The function h is defined by \(\mathrm{h(x) = a^x + b}\), where a and b are positive constants. The graph...

1. TRANSLATE the given information into mathematical equations

• Given information:
  • Function: \(\mathrm{h(x) = a^x + b}\) (a, b positive constants)
  • Point (0, 10): When \(\mathrm{x = 0}\), \(\mathrm{h(x) = 10}\)
  • Point (-2, 325/36): When \(\mathrm{x = -2}\), \(\mathrm{h(x) = \frac{325}{36}}\)
• What this tells us: We can substitute these points into our function to create two equations with unknowns a and b.

2. INFER the solution strategy

• Since we have two unknowns (a and b) and two points, we can create a system of equations
• Strategy: Substitute each point into \(\mathrm{h(x) = a^x + b}\) and solve for the constants

3. SIMPLIFY using the first point (0, 10)

• Substitute \(\mathrm{x = 0}\), \(\mathrm{h(x) = 10}\) into \(\mathrm{h(x) = a^x + b}\):
  • \(\mathrm{h(0) = a^0 + b = 10}\)
  • Since \(\mathrm{a^0 = 1}\): \(\mathrm{1 + b = 10}\)
  • Therefore: \(\mathrm{b = 9}\)

4. SIMPLIFY using the second point (-2, 325/36)

• Substitute \(\mathrm{x = -2}\), \(\mathrm{h(x) = \frac{325}{36}}\), and \(\mathrm{b = 9}\):
  • \(\mathrm{h(-2) = a^{-2} + 9 = \frac{325}{36}}\)
  • Since \(\mathrm{a^{-2} = \frac{1}{a^2}}\): \(\mathrm{\frac{1}{a^2} + 9 = \frac{325}{36}}\)
  • Subtract 9 from both sides: \(\mathrm{\frac{1}{a^2} = \frac{325}{36} - 9}\)
  • Convert 9 to same denominator: \(\mathrm{\frac{1}{a^2} = \frac{325}{36} - \frac{324}{36} = \frac{1}{36}}\)
  • Therefore: \(\mathrm{a^2 = 36}\)

5. APPLY CONSTRAINTS to find the final values

• Taking the square root: \(\mathrm{a = \pm 6}\)
• Since the problem states a is positive: \(\mathrm{a = 6}\)
• Calculate ab: \(\mathrm{ab = 6 \times 9 = 54}\)

Answer: C. 54

Why Students Usually Falter on This Problem

Most Common Error Path:

Weak TRANSLATE skill: Students struggle to correctly substitute negative exponents or forget the zero exponent rule.

Many students incorrectly evaluate \(\mathrm{a^0}\) as 0 instead of 1, or they get confused by the negative exponent in \(\mathrm{a^{-2}}\).

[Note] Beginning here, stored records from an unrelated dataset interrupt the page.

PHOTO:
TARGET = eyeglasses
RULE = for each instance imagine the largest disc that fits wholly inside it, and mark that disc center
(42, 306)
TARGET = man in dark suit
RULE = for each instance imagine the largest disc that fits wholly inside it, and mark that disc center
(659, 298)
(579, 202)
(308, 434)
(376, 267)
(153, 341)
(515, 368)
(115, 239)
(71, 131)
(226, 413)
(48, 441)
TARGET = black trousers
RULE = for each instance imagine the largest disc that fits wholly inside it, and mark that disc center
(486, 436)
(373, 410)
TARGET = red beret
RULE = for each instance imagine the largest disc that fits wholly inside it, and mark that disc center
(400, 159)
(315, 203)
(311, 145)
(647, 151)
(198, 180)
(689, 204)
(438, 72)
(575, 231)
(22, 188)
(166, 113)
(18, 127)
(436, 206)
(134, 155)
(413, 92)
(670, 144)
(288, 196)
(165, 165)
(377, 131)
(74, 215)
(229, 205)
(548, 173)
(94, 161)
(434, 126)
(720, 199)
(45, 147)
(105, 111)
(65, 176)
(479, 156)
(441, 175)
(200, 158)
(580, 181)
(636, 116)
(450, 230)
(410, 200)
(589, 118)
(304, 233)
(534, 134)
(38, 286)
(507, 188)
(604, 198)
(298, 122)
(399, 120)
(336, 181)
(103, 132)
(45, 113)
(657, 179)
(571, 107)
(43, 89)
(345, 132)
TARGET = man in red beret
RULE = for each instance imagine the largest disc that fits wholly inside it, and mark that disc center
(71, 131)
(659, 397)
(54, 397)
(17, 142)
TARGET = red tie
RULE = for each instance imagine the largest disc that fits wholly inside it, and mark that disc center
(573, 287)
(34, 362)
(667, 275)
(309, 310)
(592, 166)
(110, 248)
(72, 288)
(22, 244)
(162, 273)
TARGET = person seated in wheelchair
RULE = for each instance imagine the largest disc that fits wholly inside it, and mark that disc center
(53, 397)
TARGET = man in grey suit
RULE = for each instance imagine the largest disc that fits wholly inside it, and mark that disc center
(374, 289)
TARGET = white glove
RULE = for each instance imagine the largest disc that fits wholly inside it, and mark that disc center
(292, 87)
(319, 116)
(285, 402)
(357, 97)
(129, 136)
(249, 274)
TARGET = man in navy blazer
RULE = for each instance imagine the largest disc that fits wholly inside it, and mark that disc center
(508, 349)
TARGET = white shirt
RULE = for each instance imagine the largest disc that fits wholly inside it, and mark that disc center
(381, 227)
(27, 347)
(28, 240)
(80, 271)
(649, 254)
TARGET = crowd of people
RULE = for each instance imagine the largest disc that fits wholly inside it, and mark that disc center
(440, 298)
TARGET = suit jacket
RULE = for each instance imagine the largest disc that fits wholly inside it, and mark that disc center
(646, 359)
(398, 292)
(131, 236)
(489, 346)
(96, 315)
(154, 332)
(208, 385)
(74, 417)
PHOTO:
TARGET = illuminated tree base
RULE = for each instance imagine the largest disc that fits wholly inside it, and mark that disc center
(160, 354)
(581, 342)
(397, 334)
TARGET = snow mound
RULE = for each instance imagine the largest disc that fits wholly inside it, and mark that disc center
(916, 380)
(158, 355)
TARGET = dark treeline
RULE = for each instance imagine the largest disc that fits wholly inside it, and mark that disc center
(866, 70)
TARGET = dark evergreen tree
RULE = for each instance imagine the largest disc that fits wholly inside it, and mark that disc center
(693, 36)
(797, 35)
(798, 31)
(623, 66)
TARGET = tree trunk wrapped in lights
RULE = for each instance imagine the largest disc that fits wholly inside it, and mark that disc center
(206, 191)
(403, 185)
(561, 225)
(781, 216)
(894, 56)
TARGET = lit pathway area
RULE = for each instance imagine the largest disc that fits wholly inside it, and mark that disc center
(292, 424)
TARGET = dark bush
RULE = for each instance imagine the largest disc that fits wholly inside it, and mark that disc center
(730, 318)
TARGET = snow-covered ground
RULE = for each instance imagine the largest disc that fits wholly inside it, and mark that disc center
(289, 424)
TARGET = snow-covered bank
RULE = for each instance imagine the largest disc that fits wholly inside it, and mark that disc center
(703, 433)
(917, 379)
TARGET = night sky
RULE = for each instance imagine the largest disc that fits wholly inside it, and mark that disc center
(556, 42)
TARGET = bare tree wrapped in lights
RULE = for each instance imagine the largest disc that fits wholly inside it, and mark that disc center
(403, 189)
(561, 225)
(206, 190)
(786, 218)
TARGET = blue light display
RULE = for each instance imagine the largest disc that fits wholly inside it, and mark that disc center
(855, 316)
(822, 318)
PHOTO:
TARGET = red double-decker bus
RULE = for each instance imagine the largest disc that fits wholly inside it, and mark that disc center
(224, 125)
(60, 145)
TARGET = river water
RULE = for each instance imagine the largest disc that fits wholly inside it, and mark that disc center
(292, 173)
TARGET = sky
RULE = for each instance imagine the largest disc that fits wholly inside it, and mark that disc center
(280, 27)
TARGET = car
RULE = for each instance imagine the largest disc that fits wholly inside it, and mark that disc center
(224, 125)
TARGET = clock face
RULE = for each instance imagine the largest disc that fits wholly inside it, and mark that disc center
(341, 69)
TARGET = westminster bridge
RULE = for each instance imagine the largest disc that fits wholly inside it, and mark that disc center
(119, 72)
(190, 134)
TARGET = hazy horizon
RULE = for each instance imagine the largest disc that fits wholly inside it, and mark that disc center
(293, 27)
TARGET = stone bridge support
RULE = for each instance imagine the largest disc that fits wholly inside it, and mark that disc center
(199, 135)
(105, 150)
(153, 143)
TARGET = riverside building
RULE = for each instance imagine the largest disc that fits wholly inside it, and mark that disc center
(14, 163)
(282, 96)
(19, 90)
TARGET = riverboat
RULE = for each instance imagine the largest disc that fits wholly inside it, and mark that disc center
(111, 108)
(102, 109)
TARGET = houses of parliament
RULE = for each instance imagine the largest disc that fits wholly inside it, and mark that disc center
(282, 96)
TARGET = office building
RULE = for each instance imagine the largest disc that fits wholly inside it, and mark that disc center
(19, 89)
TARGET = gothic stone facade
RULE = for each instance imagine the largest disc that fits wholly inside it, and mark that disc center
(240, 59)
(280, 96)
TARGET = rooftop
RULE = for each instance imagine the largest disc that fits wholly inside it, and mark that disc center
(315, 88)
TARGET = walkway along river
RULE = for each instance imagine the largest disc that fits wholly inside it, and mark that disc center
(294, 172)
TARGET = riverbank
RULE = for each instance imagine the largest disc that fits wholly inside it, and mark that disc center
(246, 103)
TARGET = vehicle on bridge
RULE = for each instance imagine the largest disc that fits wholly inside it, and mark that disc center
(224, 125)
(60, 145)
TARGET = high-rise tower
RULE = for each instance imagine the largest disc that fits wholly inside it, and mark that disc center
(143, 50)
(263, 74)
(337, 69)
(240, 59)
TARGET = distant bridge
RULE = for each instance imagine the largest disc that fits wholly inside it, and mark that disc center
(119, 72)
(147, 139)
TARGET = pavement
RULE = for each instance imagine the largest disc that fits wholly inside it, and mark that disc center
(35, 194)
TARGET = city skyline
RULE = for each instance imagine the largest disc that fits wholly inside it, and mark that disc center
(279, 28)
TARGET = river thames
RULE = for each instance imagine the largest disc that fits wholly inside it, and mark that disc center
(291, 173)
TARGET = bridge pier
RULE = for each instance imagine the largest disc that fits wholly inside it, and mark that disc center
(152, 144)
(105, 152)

This leads to completely wrong equations from the start, making it impossible to solve correctly. This leads to confusion and guessing among the answer choices.

Second Most Common Error:

Poor SIMPLIFY execution: Students make arithmetic errors when working with fractions, particularly when subtracting 9 from 325/36.

The fraction arithmetic step (\(\mathrm{\frac{325}{36} - 9 = \frac{325}{36} - \frac{324}{36}}\)) requires careful attention to common denominators. Students who rush this step or make computational errors will get incorrect values for a, leading them to select Choice A (1/4) or Choice B (1/2).

The Bottom Line:

This problem tests whether students can systematically use point conditions with exponential functions while maintaining accuracy through multiple algebraic steps. The combination of exponent rules and fraction arithmetic creates multiple opportunities for error, making careful execution essential.